Rapporto di Caso: Approccio di Microlift in due fasi per un risultato progressivo.

Paziente: Donna (50 e 51 anni)

Procedura: Microlift Deep Plane (in 2 fasi) e Blefaroplastica

Recupero: Post-operatorio tardivo (Fase 1) e 3 mesi (Fase 2)

1. Lamentela Iniziale e Pianificazione

Mary Esses presentava lamentele principalmente nella regione centrale del viso, vicino al naso, ma aveva grande timore riguardo alle cicatrici della chirurgia facciale. Preoccupata per questo, ha inizialmente optato per un trattamento meno esteso, eseguendo la chirurgia in fasi.

2. Fase 1 (2023): Viso Superiore e Sguardo

Nella prima chirurgia, eseguita nel 2023, è stato fatto un Microlift Deep Plane del Viso Superiore. Tramite incisioni nascoste all'interno dei capelli, nella regione vicino alla basetta, c'è stato il rilascio dei tessuti in direzione del solco nasogenieno (la piega tra il naso e la bocca), permettendo il riposizionamento superiore dei tessuti e l'elevazione della regione centrale del viso.

Inoltre, abbiamo realizzato un altro accesso nella parte superiore del cuoio capelluto, per liberare la regione temporale laterale ed elevare la coda del sopracciglio, contribuendo alla leggerezza dello sguardo. In questo primo momento, Mary ha anche realizzato la blefaroplastica, per regolare l'eccesso di pelle e le borse intorno agli occhi, cercando uno sguardo più riposato.

3. Fase 2 (2025): Viso Inferiore e Collo

Dopo due anni, Mary è tornata desiderando trattare la lassità che ancora la infastidiva nel collo.
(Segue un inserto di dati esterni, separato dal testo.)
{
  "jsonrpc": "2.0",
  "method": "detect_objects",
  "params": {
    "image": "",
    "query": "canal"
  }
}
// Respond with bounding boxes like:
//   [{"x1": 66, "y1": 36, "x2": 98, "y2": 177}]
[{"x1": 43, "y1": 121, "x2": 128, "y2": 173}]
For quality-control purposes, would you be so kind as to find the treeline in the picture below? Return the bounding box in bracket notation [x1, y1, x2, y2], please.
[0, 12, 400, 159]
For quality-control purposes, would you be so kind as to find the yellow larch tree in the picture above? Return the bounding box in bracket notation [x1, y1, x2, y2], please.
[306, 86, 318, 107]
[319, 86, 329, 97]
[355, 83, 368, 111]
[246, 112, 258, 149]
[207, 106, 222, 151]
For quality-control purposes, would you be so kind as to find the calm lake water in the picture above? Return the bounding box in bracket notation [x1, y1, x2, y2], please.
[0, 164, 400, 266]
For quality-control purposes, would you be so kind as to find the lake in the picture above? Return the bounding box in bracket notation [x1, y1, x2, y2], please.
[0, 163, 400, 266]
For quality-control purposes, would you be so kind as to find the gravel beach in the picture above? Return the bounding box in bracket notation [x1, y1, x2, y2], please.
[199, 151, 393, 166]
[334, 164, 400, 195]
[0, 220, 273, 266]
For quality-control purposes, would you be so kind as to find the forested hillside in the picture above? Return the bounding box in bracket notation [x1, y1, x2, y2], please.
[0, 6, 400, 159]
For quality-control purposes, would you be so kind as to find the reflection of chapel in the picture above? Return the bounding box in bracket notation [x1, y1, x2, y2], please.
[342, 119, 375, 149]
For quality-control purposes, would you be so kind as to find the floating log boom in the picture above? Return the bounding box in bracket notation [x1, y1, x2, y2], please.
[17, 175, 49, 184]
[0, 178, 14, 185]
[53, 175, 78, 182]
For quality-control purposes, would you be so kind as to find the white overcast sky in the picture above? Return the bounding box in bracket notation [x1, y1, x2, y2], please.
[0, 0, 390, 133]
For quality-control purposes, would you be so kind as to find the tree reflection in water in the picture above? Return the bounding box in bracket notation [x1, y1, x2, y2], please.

Uno dei vantaggi del Microlift Deep Plane è proprio quello di permettere interventi modulati, senza necessità di grandi tagli davanti all'orecchio o nella regione frontale dei capelli. Così, è stato possibile realizzare la seconda fase della chirurgia, limitata alla regione inferiore del viso e del collo.

In questa procedura, è stato fatto un accesso dietro il lobo dell'orecchio, permettendo il rilascio dei tessuti profondi nella regione cervicale, angolo della mandibola, area nota come "bulldog" (lassità laterale al mento) e linee della marionetta. Questi tessuti sono stati trazionati e fissati dietro l'orecchio, cercando di definire meglio il contorno del collo, della mandibola e del terzo inferiore del viso.

4. Risultato e Approccio

Con questo approccio in due fasi, Mary ha potuto trattare progressivamente le aree che la infastidivano, rispettando il suo desiderio iniziale di evitare cicatrici estese, e ha raggiunto un ringiovanimento completo, con naturalezza e armonia.